Per la prima volta da anni a Miami prende campo l’ipotesi di rifondare. Quando LeBron James nel 2014 annunciò il suo ritorno a Cleveland, Pat decise di non smantellare la squadra e fare quadrato attorno a Wade e Bosh al motto di “Retool, Not Rebuild” che nel giro di due stagioni ha portato gli Heat a una semifinale di Conference che sarebbe stata ancora più competitiva se in campo ci fosse stato CB1.
Quest’estate, persi Wade e con ogni probabilità Bosh, Riley è stato chiaro ed ha ammesso che “siamo in ricostruzione. Ma ricostruiamo per tornare a vincere da subito, come da nostra abitudine”. La perdita di Bosh apre una voragine a livello di leadership che deve essere necessariamente raccolta da Goran Dragic, che adesso è il veterano di riferimento assieme ad Udonis Haslem. La prossima edizione degli Heat sarà la sua squadra anche da un punto di vista squisitamente tecnico in attesa di comprendere l’evoluzione di Justise Winslow e le risposte che sarà in grado di fornire Hassan Whiteside, chiamato alla definitiva consacrazione dopo il contratto al massimo salariale firmato in estate.

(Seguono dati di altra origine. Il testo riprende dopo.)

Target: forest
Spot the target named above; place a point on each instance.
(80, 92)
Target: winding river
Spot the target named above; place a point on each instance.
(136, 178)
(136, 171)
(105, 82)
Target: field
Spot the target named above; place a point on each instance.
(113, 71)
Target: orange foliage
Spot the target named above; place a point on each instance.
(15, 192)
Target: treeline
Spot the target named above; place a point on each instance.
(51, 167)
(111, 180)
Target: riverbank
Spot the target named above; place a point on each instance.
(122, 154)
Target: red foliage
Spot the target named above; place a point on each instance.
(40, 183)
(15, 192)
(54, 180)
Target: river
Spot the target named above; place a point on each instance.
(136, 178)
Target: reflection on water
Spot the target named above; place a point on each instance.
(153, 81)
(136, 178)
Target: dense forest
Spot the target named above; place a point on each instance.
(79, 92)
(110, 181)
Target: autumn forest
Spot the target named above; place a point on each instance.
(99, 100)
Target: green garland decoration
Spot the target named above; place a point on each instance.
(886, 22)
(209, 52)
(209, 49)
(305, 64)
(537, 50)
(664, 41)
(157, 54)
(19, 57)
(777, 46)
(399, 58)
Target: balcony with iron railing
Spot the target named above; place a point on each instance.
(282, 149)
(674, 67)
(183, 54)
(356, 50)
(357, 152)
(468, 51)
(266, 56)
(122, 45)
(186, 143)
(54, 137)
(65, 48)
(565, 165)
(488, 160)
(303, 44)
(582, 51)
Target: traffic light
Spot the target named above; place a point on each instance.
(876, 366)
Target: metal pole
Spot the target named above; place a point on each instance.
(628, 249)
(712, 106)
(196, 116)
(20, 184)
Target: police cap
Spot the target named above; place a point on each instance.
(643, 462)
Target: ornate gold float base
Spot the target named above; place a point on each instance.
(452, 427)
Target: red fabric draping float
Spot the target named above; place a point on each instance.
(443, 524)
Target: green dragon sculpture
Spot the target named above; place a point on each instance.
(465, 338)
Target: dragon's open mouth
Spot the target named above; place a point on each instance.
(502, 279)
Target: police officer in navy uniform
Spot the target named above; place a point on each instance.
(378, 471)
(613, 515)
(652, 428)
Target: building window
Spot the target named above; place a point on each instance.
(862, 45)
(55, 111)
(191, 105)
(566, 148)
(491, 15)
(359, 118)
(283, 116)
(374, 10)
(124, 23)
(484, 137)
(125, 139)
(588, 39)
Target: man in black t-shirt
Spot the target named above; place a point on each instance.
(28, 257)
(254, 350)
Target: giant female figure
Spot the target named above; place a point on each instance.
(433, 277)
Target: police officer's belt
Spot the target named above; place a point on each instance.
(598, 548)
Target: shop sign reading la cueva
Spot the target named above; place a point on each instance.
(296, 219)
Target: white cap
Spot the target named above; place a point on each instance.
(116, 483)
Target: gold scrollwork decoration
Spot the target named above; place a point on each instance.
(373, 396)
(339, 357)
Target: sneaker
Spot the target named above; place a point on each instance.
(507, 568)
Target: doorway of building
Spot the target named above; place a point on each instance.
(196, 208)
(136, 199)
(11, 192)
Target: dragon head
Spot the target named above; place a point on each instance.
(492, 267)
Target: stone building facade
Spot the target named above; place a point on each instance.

Capire oggi quale sia il reale valore dei Miami Heat è impresa ardua. Se tutti i pezzi vanno al loro posto possono puntare ai playoff e tentare di fare qualche sgambetto, ma il rischio di fare un anno di transizione è forte, qualora le scommesse fatte (su tutti quella di Dion Waiters) fallissero ed i buoni propositi iniziali venissero disattesi. Di sicuro i nuovi Miami Heat saranno una squadra meno talentuosa ma più operaia e frizzante, una "sporca dozzina" che verserà in campo litri di sudore sperando di fare breccia nel cuore dei tifosi.
Una breccia che sicuramente ha fatto lo sfortunato Chris Bosh, che anche nel caso in cui non torni più su un campo da gioco, ha alle spalle una carriera da Hall of Fame basata su due titoli vinti da protagonista e 11 convocazioni all’All-Star Game. Il sito Basketball-Reference la quantifica nel 99.5% di possibilità che un giorno il suo nome venga inserito nell’arca della gloria di Springfield: sarebbe la giusta conclusione per una storia fin troppo triste per essere vera.